Muchos llegaron a ella cuando eran muy jóvenes, pues inicialmente se comenzaban los estudios allí desde la Secundaria y crecieron en todos los sentidos, entre sus pasillos, aulas y dormitorios. Otros, como yo, cerca de los 15 años, con las mismas ganas de comernos el mundo. Hoy, al cabo de cinco décadas y aun cuando ya no es la misma escuela que se fundó, perdura en el recuerdo de todos los que pudieron vivir en ella, estén donde estén.

A la Lenin llegabas con ganas de portar el monograma rojo en la manga izquierda, con las altas medias y las sayas largas, la mochila con tostadas y polvo de refresco, el temor a no sobrepasar los 85 puntos en las asignaturas de ciencias (como temía yo con la Física) y con una agenda en la que anotabas los chistes que los estudiantes de grados superiores podían hacerte, como mandarte a buscar la llave del aéreo.

Desde el primer día sentías el orgullo de integrar la nómina de alumnos formados rigurosamente, con ansias de obtener una puntuación elevada para optar por la carrera universitaria anhelada, pero también con deseos de aprender a bailar en ruedas de casino, cantar en las actividades culturales y ganar algún juego de voleibol o quiquimbol.

En los predios de ese centro, proyectado y construido por el arquitecto Andrés Garrudo, aprendías el valor de una amistad verdadera, llorabas por tu primer gran amor, admirabas a tus excelsos profesores y aprendías a lidiar con la nostalgia por tu hogar mientras cargabas un cubo de agua escaleras arriba para bañarte, o te «forrabas» con varios abrigos para soportar el frío de aquel microclima.

Hombres y mujeres mejores salían de la Lenin. Tres años de tantas experiencias que hoy, a través del WhatsApp o en reuniones organizadas en alguna casa, se recuerdan entre risas y con la certeza de querer volverlas a vivir. Por eso no es casual que, encontrándonos en cualquier lugar, aun sin haber estudiado en el mismo grupo, nos reconocemos como familia, por la forma de bailar, de aplaudir o de caminar. Una identidad multiplicada y sólidamente afianzada en cada uno de nosotros.

Lamentablemente la Lenin no es ya aquella de los sueños fundacionales y el futuro teñido de azul. Recientes fotos me la muestran despintada, con la hierba alta en sus áreas verdes, sus salones deshabitados y sus persianas rotas.

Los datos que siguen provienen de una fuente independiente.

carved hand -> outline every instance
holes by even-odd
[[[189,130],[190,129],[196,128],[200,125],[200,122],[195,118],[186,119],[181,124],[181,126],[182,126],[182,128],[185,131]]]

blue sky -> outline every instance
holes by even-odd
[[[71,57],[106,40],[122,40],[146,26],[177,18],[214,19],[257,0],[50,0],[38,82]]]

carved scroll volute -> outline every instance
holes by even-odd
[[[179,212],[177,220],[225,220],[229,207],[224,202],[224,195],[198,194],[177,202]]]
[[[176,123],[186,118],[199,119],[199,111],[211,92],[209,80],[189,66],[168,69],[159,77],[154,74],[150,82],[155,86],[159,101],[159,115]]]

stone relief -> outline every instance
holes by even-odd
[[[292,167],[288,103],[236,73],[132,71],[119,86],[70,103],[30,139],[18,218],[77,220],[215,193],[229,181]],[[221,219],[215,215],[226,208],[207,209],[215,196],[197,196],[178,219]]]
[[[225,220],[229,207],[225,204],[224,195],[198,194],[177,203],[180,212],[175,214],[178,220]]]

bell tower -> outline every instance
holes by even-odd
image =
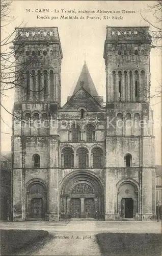
[[[16,102],[55,102],[60,105],[63,58],[58,28],[16,30]]]

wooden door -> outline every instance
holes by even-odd
[[[86,218],[94,217],[94,200],[93,198],[85,198],[85,209]]]
[[[80,200],[79,198],[72,198],[70,202],[71,218],[80,218]]]

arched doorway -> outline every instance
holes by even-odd
[[[45,220],[47,212],[47,188],[43,183],[34,181],[27,185],[26,217],[35,220]]]
[[[61,194],[60,212],[72,218],[93,218],[104,212],[102,182],[92,172],[77,170],[68,175]]]
[[[139,189],[132,182],[125,181],[118,190],[118,212],[123,219],[134,218],[139,212]]]

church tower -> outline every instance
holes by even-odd
[[[51,201],[57,197],[53,191],[58,189],[59,136],[55,123],[61,102],[63,58],[58,30],[19,28],[16,32],[13,220],[30,220],[32,217],[48,219],[55,212],[58,218],[57,205]],[[38,210],[41,208],[43,211]]]
[[[151,43],[147,27],[106,28],[106,220],[155,212]]]

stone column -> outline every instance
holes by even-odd
[[[97,198],[94,198],[94,214],[95,215],[97,211]]]
[[[107,82],[107,101],[110,101],[111,100],[111,85],[112,82],[112,78],[111,74],[106,74],[106,82]]]
[[[149,220],[152,212],[152,184],[151,168],[143,168],[142,171],[142,220]]]
[[[85,218],[85,198],[80,198],[81,213],[80,218]]]
[[[59,138],[58,135],[49,137],[49,221],[59,220]]]

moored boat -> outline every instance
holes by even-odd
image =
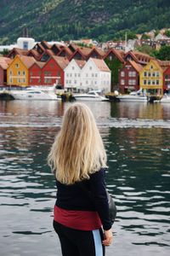
[[[96,90],[89,90],[84,94],[74,94],[74,98],[76,101],[86,101],[86,102],[104,102],[107,101],[105,96],[100,96]]]

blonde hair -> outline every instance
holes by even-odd
[[[106,154],[90,109],[82,103],[71,105],[64,115],[61,130],[48,157],[55,177],[73,184],[106,167]]]

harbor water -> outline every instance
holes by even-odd
[[[71,104],[0,102],[2,256],[61,255],[47,155]],[[106,255],[169,255],[170,104],[87,104],[105,143],[106,185],[117,206]]]

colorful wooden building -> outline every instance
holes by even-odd
[[[119,70],[125,63],[123,56],[122,50],[110,49],[104,57],[104,61],[111,71],[111,91],[118,89]]]
[[[139,72],[140,89],[148,95],[162,96],[163,94],[163,70],[159,62],[150,60]]]
[[[52,56],[42,68],[42,83],[44,85],[58,84],[64,87],[64,69],[69,64],[65,57]]]
[[[139,72],[143,67],[133,61],[128,61],[119,71],[119,91],[126,94],[139,90]]]
[[[0,57],[0,86],[7,84],[7,68],[11,61],[9,58]]]
[[[35,63],[33,57],[16,55],[7,68],[7,84],[26,87],[29,85],[29,68]]]

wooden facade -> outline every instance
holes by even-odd
[[[126,94],[139,90],[139,71],[142,66],[133,61],[127,63],[119,71],[119,91]]]

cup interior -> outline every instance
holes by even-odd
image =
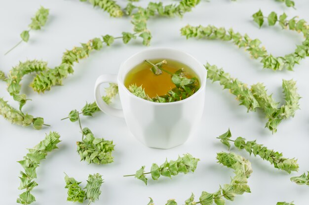
[[[118,82],[121,83],[121,86],[124,87],[123,82],[130,70],[146,59],[172,59],[187,65],[197,75],[200,83],[199,89],[206,86],[207,71],[204,66],[188,53],[169,48],[148,49],[129,58],[120,66],[118,74]]]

Ha acogido últimamente diferentes proyectos y alguno que otro camina por sus pasillos sin sentir que le vibra el pecho, como puede sucederle a cualquier egresado que hoy a ella se acerque. Termino de escribir y se me aguan los ojos. Necesitaría más páginas para contarlo todo. Quizá, otro concurso. Y en otra vida, a la Lenin volvería, una y otra vez.